Every author needs the right editor. This is an important step for the completion of a book. After diligently working on a manuscript, it is a grave mistake for an author to skip the editing process. Authors cannot adequately edit their own work. Friends and family members are no substitutes for a professional editor.
When looking for the right editor for your book, consider the following criteria.
Criteria for Selecting the Right Editor
- Hire someone with whom you can work. If you cannot trust and respect your editor, do not entrust your manuscript to him or her.
- Hire someone with proper qualifications. This person should have a good reputation. It is smart to ask for references and check them out. They should have at least a bachelor’s degree in English, journalism, or communications. If the person has worked as an editorial assistant in the publishing industry, they will also have good credentials.
- Find someone who works under a contract that clearly spells out expectations.
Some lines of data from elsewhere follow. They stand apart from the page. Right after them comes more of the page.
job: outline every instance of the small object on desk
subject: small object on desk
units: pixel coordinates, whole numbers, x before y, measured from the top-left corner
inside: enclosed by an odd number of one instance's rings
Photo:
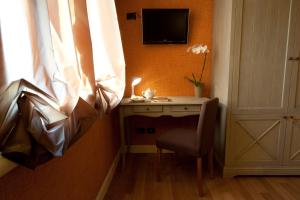
[[[142,94],[146,99],[152,99],[155,95],[156,90],[152,90],[148,88],[147,90],[143,91]]]
[[[152,101],[154,102],[168,102],[171,101],[168,97],[153,97]]]
[[[145,102],[145,98],[141,96],[135,96],[133,98],[130,98],[130,101],[133,103],[143,103]]]

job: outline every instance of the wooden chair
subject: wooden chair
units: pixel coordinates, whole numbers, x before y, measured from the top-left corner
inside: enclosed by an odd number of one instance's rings
[[[160,181],[161,150],[168,149],[185,153],[197,158],[197,182],[199,196],[203,195],[202,157],[208,155],[208,165],[213,176],[213,142],[214,127],[217,117],[219,99],[214,98],[201,106],[197,130],[172,129],[156,139],[157,147],[157,180]]]

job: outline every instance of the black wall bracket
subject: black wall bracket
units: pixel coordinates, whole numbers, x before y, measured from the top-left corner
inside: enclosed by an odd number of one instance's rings
[[[136,12],[126,13],[127,20],[136,20]]]

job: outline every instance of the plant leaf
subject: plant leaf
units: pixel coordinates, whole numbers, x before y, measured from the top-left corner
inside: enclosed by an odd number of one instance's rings
[[[195,84],[195,81],[194,80],[192,80],[192,79],[190,79],[189,77],[184,77],[186,80],[188,80],[189,82],[191,82],[192,84]]]
[[[192,73],[192,76],[193,76],[193,79],[194,79],[194,81],[195,81],[195,82],[197,82],[197,79],[196,79],[196,77],[195,77],[195,74],[194,74],[194,73]]]

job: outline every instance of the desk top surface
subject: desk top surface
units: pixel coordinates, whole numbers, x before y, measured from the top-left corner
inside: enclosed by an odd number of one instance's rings
[[[138,106],[138,105],[201,105],[209,100],[206,97],[193,97],[193,96],[166,96],[169,101],[165,100],[145,100],[143,102],[134,102],[130,98],[123,98],[121,106]]]

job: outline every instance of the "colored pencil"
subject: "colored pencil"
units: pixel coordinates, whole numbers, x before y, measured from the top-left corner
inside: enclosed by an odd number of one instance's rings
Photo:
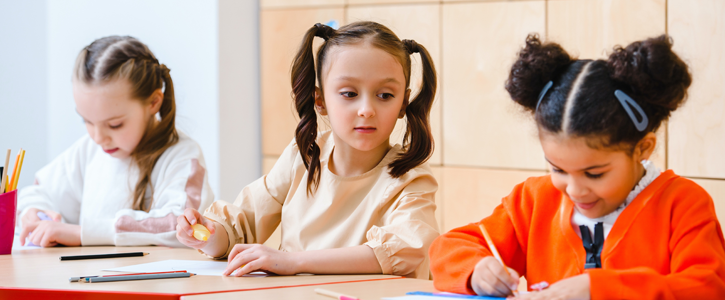
[[[503,263],[503,259],[501,259],[501,255],[499,255],[498,250],[496,250],[496,245],[493,244],[493,240],[491,239],[491,236],[488,234],[488,231],[486,231],[486,227],[483,227],[483,224],[478,223],[478,229],[481,229],[481,233],[483,233],[483,238],[486,240],[486,243],[488,244],[488,248],[491,250],[493,257],[495,257],[496,260],[498,260],[498,262],[503,266],[503,270],[506,271],[506,274],[511,276],[511,273],[509,273],[508,267],[506,267],[506,264]],[[511,288],[509,288],[509,289],[511,289]],[[511,293],[514,296],[518,296],[518,293],[515,290],[511,290]]]
[[[146,280],[146,279],[165,279],[165,278],[184,278],[194,276],[193,273],[166,273],[166,274],[146,274],[146,275],[129,275],[129,276],[108,276],[86,278],[85,282],[111,282],[111,281],[128,281],[128,280]]]
[[[25,150],[20,149],[20,163],[18,164],[18,170],[15,172],[15,179],[13,180],[13,191],[18,189],[18,181],[20,181],[20,171],[23,170],[23,161],[25,160]]]
[[[327,296],[327,297],[336,298],[339,300],[360,300],[353,296],[347,296],[347,295],[340,294],[338,292],[328,291],[325,289],[315,289],[315,293],[318,293],[320,295]]]
[[[147,275],[147,274],[169,274],[169,273],[186,273],[186,270],[181,270],[181,271],[167,271],[167,272],[127,273],[127,274],[114,274],[114,275],[80,276],[80,277],[71,277],[68,280],[71,281],[71,282],[75,282],[75,281],[81,281],[81,279],[86,279],[86,278],[114,277],[114,276],[130,276],[130,275]]]
[[[144,255],[148,255],[148,253],[144,253],[144,252],[124,252],[124,253],[109,253],[109,254],[70,255],[70,256],[61,256],[60,257],[60,260],[81,260],[81,259],[134,257],[134,256],[144,256]]]
[[[10,169],[8,167],[9,163],[10,163],[10,149],[8,149],[8,154],[5,155],[5,164],[3,165],[4,168],[3,168],[2,178],[0,178],[2,180],[2,184],[0,184],[0,194],[6,192],[5,185],[7,184],[8,169]],[[7,191],[7,192],[9,192],[9,191]]]
[[[8,181],[7,191],[12,192],[13,191],[13,179],[15,179],[15,173],[18,172],[18,163],[20,162],[20,152],[18,152],[18,156],[15,158],[15,164],[13,165],[13,174],[10,175],[10,181]]]

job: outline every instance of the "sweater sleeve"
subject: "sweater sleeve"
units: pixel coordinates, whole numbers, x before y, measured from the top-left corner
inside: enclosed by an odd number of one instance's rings
[[[224,227],[229,238],[226,253],[214,258],[227,257],[236,244],[264,243],[274,233],[281,220],[282,204],[297,174],[298,156],[293,141],[269,174],[244,187],[234,203],[215,201],[204,212],[204,217]]]
[[[55,211],[61,214],[63,222],[78,224],[89,143],[92,141],[88,136],[79,139],[35,174],[34,185],[20,190],[18,228],[22,226],[21,217],[30,208]]]
[[[125,208],[110,220],[84,218],[83,245],[184,247],[176,239],[176,218],[186,208],[203,211],[214,199],[201,148],[192,140],[184,140],[167,149],[151,177],[153,198],[148,212]]]
[[[697,189],[679,202],[670,216],[671,272],[587,270],[593,300],[725,298],[725,245],[712,199]]]
[[[483,224],[491,235],[507,267],[519,274],[526,269],[526,254],[519,240],[525,240],[525,226],[514,222],[521,209],[524,184],[514,188],[493,213],[478,223],[455,228],[438,237],[430,248],[431,272],[436,289],[446,292],[475,295],[470,278],[476,264],[491,256],[486,240],[478,225]]]
[[[408,183],[383,226],[372,226],[366,234],[383,274],[428,279],[426,253],[439,235],[434,195],[438,184],[432,175]]]

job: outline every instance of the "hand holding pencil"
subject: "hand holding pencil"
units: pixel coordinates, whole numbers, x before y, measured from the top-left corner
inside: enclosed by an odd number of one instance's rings
[[[479,228],[493,256],[486,256],[476,264],[471,275],[471,288],[478,295],[515,296],[519,285],[519,274],[503,263],[486,228],[482,224],[479,224]]]

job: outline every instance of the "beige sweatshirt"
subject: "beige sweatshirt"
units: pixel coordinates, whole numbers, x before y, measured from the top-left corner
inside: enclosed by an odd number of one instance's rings
[[[317,138],[320,185],[307,195],[307,170],[292,141],[266,176],[246,186],[230,204],[216,201],[204,216],[229,234],[226,257],[239,243],[264,243],[282,226],[280,250],[288,252],[367,245],[384,274],[428,278],[428,247],[438,233],[434,196],[438,189],[427,164],[399,178],[388,164],[401,152],[388,151],[372,170],[340,177],[328,167],[331,132]]]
The contract protects both parties. It ensures a mutual agreement on “scope of project,” timeline, potential costs associated with the project, actual rate and payment schedule. The more the author and editor are in agreement, the better the relationship will be.
What does an Editor Do?
A professional freelance editor will “scrub” the manuscript. He or she will not only clean up spelling and grammatical errors but also suggest deletions, plot points, and rewrites. The editor prepares the manuscript for publication.
Depending on the scope of the project, an editor creates more fluid prose. They won’t change the “voice” of the author. They won’t change the research (unless factual errors are discovered). They won’t alter the author’s innovative ideas and methods. The editor revises and enhances the text.
Most professional book editors will scrutinize the structure of the manuscript to be sure it is cohesive. They will suggest cutting or adding text, usually with the approval from the author. These changes will need to be discussed prior to signing the contract.
Working closely with an editor, it is advisable to set up routine checks on the pages as they are completed. Before I accept an editing project, I like to set up a review with the author after the first 25 pages for a small fee. The author and I can decide if we want to work together without investing a lot of time or money. If the author is satisfied, a contract can be drawn up. If the editor is interested in the work and feels the author has reasonable expectations, an agreement can be made.
Finding the right editor is not easy. It takes time. The relationship between a writer and an editor needs to be a close arrangement of mutual respect. Both are working to create the best manuscript possible. The editor’s reputation is as important as the author’s credibility. Once you’ve found an editor with whom you can work, stay with him or her for as long as you’re writing books.